L’ONU : acteur ou pantin ?

Suite aux bombardements ordonnées par Donald Trump en Syrie,  beaucoup ont été surpris du fait qu’il ait agi seul dans le cadre de cette opération. En effet, il n’a pas demandé le soutien ni même l’accord de l’ONU, qui n’a imposé aucune sanction. L’ONU a-t-elle encore son mot à dire dans les conflits internationaux ? A-t-elle réellement un pouvoir sur les grandes puissances telles que les États-Unis, et le cas échéant, quelles en sont ses limites ?

Il faut savoir que l’ONU a tout d’abord un rôle diplomatique. Elle peut organiser des discussions et des rencontres, soit au sein même de l’ONU (à New-York City), soit en dehors, entre chefs d’Etat ou représentants officiels.

Son rôle est de maintenir la paix dans le monde ou alors de la promouvoir, en envoyant les « Casques Bleus » sur le terrain : des militaires au service de l’ONU, chargés d’apaiser des tensions éventuelles  et de veiller à la démocratie en surveillant le bon fonctionnement de votes par exemple.

L’ONU a également un rôle d’aide aux populations en danger. Elle peut envoyer des soins médicaux, de la nourriture ou de mettre en place des programmes d’alphabétisation. L’Organisation est constituée de plusieurs organes dont les deux principaux sont l’Assemblée générale et le Conseil de sécurité. L’Assemblée générale joue un rôle principalement consultatif, tandis que le Conseil de sécurité a un rôle exécutif.
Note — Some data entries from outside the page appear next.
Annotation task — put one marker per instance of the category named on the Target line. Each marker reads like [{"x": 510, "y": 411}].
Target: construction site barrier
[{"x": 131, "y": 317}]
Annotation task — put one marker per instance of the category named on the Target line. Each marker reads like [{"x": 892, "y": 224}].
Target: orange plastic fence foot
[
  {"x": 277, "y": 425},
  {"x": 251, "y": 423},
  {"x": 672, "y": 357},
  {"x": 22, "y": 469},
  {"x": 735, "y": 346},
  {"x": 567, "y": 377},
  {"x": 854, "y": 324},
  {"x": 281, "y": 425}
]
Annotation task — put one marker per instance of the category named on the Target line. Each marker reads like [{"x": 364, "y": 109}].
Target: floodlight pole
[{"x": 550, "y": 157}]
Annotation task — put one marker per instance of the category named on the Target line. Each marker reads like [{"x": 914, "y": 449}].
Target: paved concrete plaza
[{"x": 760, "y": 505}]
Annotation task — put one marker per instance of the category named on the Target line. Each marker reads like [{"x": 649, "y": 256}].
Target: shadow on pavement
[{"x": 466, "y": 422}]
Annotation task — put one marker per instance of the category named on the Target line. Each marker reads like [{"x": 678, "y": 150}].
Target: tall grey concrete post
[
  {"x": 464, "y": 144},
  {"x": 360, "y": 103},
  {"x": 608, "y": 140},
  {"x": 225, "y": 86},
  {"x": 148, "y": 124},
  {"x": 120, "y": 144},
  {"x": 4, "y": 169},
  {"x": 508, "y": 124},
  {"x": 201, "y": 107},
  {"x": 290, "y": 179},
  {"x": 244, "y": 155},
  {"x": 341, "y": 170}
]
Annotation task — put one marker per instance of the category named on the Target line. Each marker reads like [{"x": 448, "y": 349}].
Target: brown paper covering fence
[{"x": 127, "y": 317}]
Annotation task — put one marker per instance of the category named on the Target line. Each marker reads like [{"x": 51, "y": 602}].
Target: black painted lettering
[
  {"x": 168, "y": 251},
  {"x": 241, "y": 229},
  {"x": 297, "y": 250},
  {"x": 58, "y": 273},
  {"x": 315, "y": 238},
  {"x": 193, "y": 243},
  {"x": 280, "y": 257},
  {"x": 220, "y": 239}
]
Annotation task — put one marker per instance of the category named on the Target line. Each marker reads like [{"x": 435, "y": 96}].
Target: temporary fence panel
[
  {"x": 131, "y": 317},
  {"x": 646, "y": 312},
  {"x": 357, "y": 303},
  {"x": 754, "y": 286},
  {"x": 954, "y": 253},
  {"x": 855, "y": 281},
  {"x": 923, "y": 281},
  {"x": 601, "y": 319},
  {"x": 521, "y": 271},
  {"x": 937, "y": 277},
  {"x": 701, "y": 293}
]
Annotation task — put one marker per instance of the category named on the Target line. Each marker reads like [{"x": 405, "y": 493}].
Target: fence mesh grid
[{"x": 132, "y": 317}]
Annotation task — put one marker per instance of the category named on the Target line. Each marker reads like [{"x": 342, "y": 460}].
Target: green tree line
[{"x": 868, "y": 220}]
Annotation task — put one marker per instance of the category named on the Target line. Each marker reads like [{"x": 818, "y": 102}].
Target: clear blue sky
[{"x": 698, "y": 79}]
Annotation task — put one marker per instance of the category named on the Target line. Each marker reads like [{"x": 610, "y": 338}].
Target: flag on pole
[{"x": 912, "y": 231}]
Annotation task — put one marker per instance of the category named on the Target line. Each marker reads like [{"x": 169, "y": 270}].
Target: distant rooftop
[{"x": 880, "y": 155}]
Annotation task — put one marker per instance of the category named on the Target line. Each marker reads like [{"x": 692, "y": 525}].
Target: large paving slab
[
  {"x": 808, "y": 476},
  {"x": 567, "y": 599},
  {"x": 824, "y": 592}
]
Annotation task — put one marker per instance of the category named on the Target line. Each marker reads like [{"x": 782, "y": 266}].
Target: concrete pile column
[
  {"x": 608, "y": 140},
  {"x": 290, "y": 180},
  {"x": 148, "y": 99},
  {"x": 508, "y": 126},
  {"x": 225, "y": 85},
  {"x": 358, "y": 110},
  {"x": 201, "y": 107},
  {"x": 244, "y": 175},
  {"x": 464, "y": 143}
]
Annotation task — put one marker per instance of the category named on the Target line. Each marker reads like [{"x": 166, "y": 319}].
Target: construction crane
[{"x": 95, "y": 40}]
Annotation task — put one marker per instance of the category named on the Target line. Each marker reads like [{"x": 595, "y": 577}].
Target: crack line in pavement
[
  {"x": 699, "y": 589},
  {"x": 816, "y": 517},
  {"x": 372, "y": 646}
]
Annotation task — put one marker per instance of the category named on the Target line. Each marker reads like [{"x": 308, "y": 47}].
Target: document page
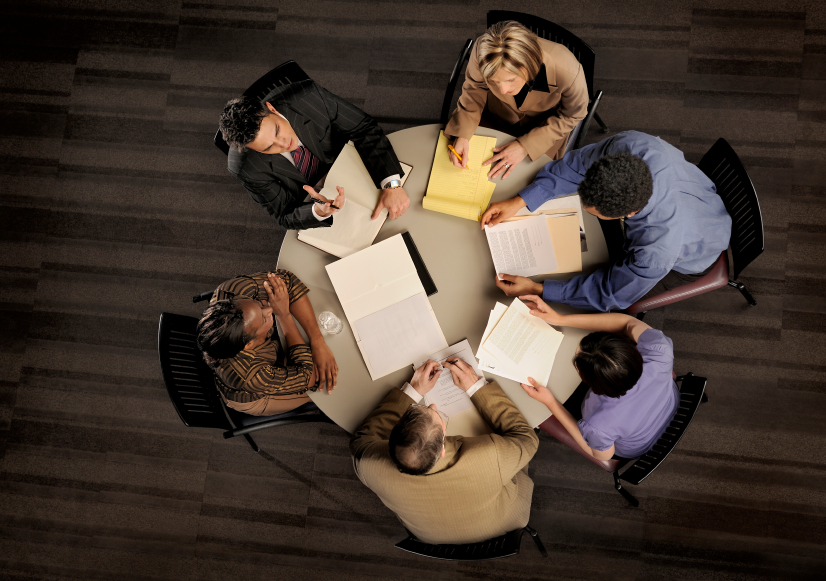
[
  {"x": 352, "y": 229},
  {"x": 448, "y": 398},
  {"x": 522, "y": 247},
  {"x": 399, "y": 334},
  {"x": 522, "y": 345}
]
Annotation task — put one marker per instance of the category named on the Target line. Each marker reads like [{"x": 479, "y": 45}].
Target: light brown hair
[{"x": 510, "y": 45}]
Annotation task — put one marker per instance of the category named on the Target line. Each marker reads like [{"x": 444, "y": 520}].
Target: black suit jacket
[{"x": 324, "y": 123}]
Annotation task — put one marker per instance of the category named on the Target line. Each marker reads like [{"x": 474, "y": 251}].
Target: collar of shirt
[
  {"x": 288, "y": 154},
  {"x": 538, "y": 83}
]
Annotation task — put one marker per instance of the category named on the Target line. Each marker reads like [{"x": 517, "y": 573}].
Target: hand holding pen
[
  {"x": 326, "y": 207},
  {"x": 459, "y": 152}
]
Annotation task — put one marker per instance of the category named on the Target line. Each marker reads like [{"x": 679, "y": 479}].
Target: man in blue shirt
[{"x": 676, "y": 225}]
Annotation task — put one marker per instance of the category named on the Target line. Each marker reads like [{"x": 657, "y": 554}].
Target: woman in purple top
[{"x": 627, "y": 367}]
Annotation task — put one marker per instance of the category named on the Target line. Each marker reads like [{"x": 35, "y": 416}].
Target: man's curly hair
[
  {"x": 241, "y": 120},
  {"x": 617, "y": 185}
]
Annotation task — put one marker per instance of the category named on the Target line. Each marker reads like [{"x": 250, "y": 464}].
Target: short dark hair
[
  {"x": 609, "y": 363},
  {"x": 241, "y": 120},
  {"x": 220, "y": 332},
  {"x": 617, "y": 185},
  {"x": 416, "y": 441}
]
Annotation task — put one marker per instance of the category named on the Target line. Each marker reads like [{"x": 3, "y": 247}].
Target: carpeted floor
[{"x": 115, "y": 206}]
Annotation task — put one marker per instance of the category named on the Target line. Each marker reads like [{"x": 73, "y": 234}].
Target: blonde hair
[{"x": 510, "y": 45}]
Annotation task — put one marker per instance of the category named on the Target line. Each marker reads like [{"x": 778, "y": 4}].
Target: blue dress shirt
[{"x": 683, "y": 227}]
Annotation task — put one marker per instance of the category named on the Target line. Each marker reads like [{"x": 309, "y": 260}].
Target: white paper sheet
[
  {"x": 523, "y": 247},
  {"x": 521, "y": 345},
  {"x": 448, "y": 398},
  {"x": 396, "y": 335},
  {"x": 352, "y": 229},
  {"x": 552, "y": 206}
]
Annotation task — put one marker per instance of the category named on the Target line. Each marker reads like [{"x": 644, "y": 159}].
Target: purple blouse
[{"x": 635, "y": 421}]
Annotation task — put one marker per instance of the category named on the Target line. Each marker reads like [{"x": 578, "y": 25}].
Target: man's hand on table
[
  {"x": 463, "y": 375},
  {"x": 503, "y": 210},
  {"x": 514, "y": 286},
  {"x": 325, "y": 367},
  {"x": 395, "y": 200},
  {"x": 424, "y": 378}
]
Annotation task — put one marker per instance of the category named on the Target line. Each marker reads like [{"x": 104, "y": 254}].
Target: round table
[{"x": 457, "y": 255}]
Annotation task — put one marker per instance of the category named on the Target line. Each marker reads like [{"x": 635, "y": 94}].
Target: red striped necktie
[{"x": 306, "y": 163}]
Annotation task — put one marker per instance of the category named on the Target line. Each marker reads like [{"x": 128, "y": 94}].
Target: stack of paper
[
  {"x": 352, "y": 228},
  {"x": 464, "y": 192},
  {"x": 516, "y": 345},
  {"x": 448, "y": 398},
  {"x": 386, "y": 305},
  {"x": 561, "y": 207}
]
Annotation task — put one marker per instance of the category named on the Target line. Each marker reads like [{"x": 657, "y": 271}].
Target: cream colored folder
[
  {"x": 381, "y": 294},
  {"x": 564, "y": 231}
]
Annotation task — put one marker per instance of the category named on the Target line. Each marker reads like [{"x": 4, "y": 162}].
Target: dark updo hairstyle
[
  {"x": 241, "y": 120},
  {"x": 416, "y": 441},
  {"x": 221, "y": 332},
  {"x": 617, "y": 185},
  {"x": 609, "y": 363}
]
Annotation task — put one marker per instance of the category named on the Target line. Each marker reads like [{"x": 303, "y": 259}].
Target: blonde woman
[{"x": 525, "y": 86}]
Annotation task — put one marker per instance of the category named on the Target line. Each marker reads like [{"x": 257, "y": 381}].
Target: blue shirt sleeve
[
  {"x": 615, "y": 287},
  {"x": 562, "y": 177}
]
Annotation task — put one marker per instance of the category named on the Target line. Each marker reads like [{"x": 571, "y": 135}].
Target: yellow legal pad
[{"x": 464, "y": 193}]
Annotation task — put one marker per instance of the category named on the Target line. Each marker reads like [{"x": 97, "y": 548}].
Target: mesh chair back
[
  {"x": 189, "y": 381},
  {"x": 555, "y": 33},
  {"x": 283, "y": 74},
  {"x": 691, "y": 393},
  {"x": 722, "y": 165},
  {"x": 504, "y": 546}
]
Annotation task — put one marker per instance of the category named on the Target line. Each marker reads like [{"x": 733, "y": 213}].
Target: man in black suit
[{"x": 267, "y": 152}]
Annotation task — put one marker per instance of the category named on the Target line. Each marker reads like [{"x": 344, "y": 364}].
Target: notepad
[
  {"x": 464, "y": 193},
  {"x": 517, "y": 345}
]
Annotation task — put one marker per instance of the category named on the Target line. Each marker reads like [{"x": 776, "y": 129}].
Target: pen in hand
[
  {"x": 450, "y": 147},
  {"x": 332, "y": 205}
]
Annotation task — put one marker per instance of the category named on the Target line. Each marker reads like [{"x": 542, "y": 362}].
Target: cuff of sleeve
[
  {"x": 476, "y": 386},
  {"x": 389, "y": 179},
  {"x": 317, "y": 217},
  {"x": 412, "y": 393},
  {"x": 552, "y": 291}
]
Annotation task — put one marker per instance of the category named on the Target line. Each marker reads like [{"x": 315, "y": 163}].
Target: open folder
[
  {"x": 387, "y": 306},
  {"x": 465, "y": 192},
  {"x": 352, "y": 229}
]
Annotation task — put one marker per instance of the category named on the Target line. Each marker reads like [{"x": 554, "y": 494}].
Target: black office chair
[
  {"x": 505, "y": 546},
  {"x": 692, "y": 393},
  {"x": 283, "y": 74},
  {"x": 723, "y": 167},
  {"x": 191, "y": 387}
]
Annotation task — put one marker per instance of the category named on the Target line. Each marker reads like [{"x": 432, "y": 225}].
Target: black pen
[{"x": 332, "y": 205}]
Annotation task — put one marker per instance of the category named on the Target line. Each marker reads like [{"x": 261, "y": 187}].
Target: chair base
[{"x": 744, "y": 291}]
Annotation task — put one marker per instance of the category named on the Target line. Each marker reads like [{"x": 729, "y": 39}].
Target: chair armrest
[{"x": 718, "y": 277}]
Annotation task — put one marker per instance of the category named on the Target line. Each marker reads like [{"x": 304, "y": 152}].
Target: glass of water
[{"x": 329, "y": 323}]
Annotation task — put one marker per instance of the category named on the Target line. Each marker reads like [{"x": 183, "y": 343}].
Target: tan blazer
[
  {"x": 480, "y": 489},
  {"x": 553, "y": 115}
]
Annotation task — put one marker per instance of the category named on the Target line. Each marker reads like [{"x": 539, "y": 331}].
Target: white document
[
  {"x": 352, "y": 229},
  {"x": 377, "y": 278},
  {"x": 521, "y": 345},
  {"x": 522, "y": 247},
  {"x": 553, "y": 207},
  {"x": 394, "y": 336},
  {"x": 448, "y": 398}
]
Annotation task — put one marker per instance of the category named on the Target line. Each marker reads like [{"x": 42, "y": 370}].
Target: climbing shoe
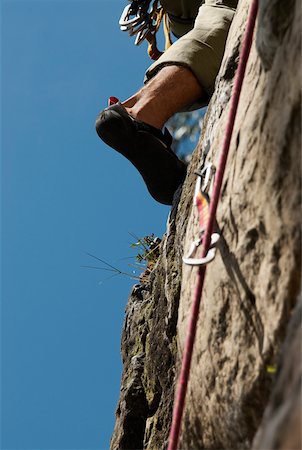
[{"x": 146, "y": 147}]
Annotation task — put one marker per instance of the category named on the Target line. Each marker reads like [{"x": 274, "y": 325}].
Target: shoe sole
[{"x": 160, "y": 168}]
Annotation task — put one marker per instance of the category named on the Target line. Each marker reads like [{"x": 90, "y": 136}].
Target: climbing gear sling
[
  {"x": 193, "y": 319},
  {"x": 143, "y": 18}
]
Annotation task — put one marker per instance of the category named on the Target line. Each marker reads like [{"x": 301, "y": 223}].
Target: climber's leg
[
  {"x": 201, "y": 49},
  {"x": 171, "y": 90}
]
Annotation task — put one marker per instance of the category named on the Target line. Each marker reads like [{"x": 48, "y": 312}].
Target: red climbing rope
[{"x": 187, "y": 357}]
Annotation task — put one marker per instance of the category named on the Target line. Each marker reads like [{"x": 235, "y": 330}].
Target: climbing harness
[
  {"x": 204, "y": 181},
  {"x": 206, "y": 241},
  {"x": 143, "y": 18}
]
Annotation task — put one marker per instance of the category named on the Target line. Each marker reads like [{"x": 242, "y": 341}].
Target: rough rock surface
[{"x": 251, "y": 288}]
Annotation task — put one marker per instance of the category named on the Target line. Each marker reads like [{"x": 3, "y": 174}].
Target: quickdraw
[
  {"x": 143, "y": 18},
  {"x": 201, "y": 201},
  {"x": 179, "y": 404}
]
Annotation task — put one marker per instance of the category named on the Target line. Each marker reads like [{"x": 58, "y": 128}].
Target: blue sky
[{"x": 63, "y": 194}]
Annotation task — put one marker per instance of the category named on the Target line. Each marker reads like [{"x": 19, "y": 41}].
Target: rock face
[{"x": 245, "y": 379}]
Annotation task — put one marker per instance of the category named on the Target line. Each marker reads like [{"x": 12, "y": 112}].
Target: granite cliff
[{"x": 245, "y": 385}]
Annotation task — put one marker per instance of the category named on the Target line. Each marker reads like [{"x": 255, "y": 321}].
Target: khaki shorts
[{"x": 201, "y": 45}]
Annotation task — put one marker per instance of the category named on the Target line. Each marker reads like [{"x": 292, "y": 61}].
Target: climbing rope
[{"x": 206, "y": 241}]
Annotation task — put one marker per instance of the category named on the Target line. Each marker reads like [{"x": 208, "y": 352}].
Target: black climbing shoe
[{"x": 146, "y": 147}]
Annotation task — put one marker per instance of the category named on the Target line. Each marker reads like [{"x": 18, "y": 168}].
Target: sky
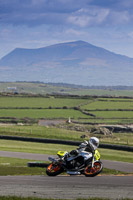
[{"x": 39, "y": 23}]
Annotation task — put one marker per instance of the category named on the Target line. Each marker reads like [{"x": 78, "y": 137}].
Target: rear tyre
[
  {"x": 54, "y": 169},
  {"x": 95, "y": 170}
]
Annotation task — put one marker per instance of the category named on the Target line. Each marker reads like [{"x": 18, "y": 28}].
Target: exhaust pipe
[
  {"x": 73, "y": 173},
  {"x": 52, "y": 159}
]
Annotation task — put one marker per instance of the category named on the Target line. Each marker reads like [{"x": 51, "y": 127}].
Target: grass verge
[
  {"x": 16, "y": 166},
  {"x": 36, "y": 198}
]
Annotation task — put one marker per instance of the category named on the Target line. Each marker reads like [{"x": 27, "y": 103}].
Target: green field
[
  {"x": 83, "y": 109},
  {"x": 109, "y": 104},
  {"x": 63, "y": 134},
  {"x": 42, "y": 113},
  {"x": 52, "y": 149},
  {"x": 39, "y": 102}
]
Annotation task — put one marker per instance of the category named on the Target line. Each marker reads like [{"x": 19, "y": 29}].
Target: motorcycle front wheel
[
  {"x": 95, "y": 170},
  {"x": 54, "y": 169}
]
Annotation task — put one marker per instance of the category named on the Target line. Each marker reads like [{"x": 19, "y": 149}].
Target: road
[
  {"x": 121, "y": 166},
  {"x": 67, "y": 187}
]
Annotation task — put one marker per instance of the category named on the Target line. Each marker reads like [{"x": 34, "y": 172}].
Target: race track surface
[
  {"x": 121, "y": 166},
  {"x": 68, "y": 187}
]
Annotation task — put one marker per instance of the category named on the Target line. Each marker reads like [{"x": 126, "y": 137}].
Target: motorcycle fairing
[
  {"x": 62, "y": 153},
  {"x": 97, "y": 155}
]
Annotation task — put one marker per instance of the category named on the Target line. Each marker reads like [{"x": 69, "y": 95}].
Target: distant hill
[{"x": 74, "y": 63}]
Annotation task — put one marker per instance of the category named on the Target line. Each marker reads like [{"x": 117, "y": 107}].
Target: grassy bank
[
  {"x": 64, "y": 134},
  {"x": 52, "y": 149}
]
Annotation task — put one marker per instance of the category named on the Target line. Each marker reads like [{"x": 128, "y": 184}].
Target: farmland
[
  {"x": 80, "y": 109},
  {"x": 83, "y": 111}
]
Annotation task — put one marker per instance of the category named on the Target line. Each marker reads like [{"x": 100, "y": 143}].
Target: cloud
[
  {"x": 89, "y": 16},
  {"x": 65, "y": 12}
]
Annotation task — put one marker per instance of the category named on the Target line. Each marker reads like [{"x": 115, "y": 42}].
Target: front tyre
[
  {"x": 54, "y": 169},
  {"x": 95, "y": 170}
]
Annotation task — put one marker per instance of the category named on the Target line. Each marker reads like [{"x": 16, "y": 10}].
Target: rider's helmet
[{"x": 94, "y": 142}]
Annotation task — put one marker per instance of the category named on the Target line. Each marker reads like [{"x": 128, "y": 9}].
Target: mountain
[{"x": 74, "y": 62}]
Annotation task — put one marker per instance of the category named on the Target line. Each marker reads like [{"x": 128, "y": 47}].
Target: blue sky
[{"x": 39, "y": 23}]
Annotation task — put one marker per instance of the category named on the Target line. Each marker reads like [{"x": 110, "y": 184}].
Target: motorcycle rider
[{"x": 87, "y": 146}]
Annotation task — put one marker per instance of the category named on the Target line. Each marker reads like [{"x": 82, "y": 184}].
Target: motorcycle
[{"x": 76, "y": 162}]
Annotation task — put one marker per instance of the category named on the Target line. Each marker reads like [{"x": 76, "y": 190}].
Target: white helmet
[{"x": 94, "y": 142}]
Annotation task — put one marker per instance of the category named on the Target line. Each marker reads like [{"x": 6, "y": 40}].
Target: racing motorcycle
[{"x": 75, "y": 163}]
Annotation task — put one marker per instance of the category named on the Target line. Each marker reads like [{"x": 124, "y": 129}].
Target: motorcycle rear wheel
[
  {"x": 54, "y": 169},
  {"x": 95, "y": 170}
]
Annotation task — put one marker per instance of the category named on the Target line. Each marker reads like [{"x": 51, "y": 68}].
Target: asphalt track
[
  {"x": 67, "y": 187},
  {"x": 121, "y": 166}
]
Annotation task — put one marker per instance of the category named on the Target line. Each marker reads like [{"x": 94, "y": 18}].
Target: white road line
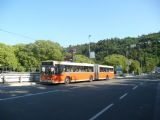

Le Conseil de sécurité de l’ONU prend les décisions concernant le maintien de la paix dans le monde : il peut organiser des rencontres entre représentants d’Etats en conflit ou même, dans certains cas assez rares, imposer des sanctions lorsque la paix se trouve menacée, et surtout décider de l’intervention de Casques Bleus sur le terrain.

Le Conseil de sécurité est composé de 15 Etats Membres, dont 5 ayant un siège permanent et un droit de veto (France, Russie, Chine, Etats-Unis, Royaume Uni). Les 10 autres changent tous les deux ans, élus par l’Assemblée générale de l’ONU, composée des 193 Etats Membres de l’organisation. Actuellement, il se compose de la Bolivie, l’Egypte, l’Ethiopie, l’Italie, le Japon, le Kazakhstan, le Sénégal, la Suède, l’Ukraine et l’Uruguay.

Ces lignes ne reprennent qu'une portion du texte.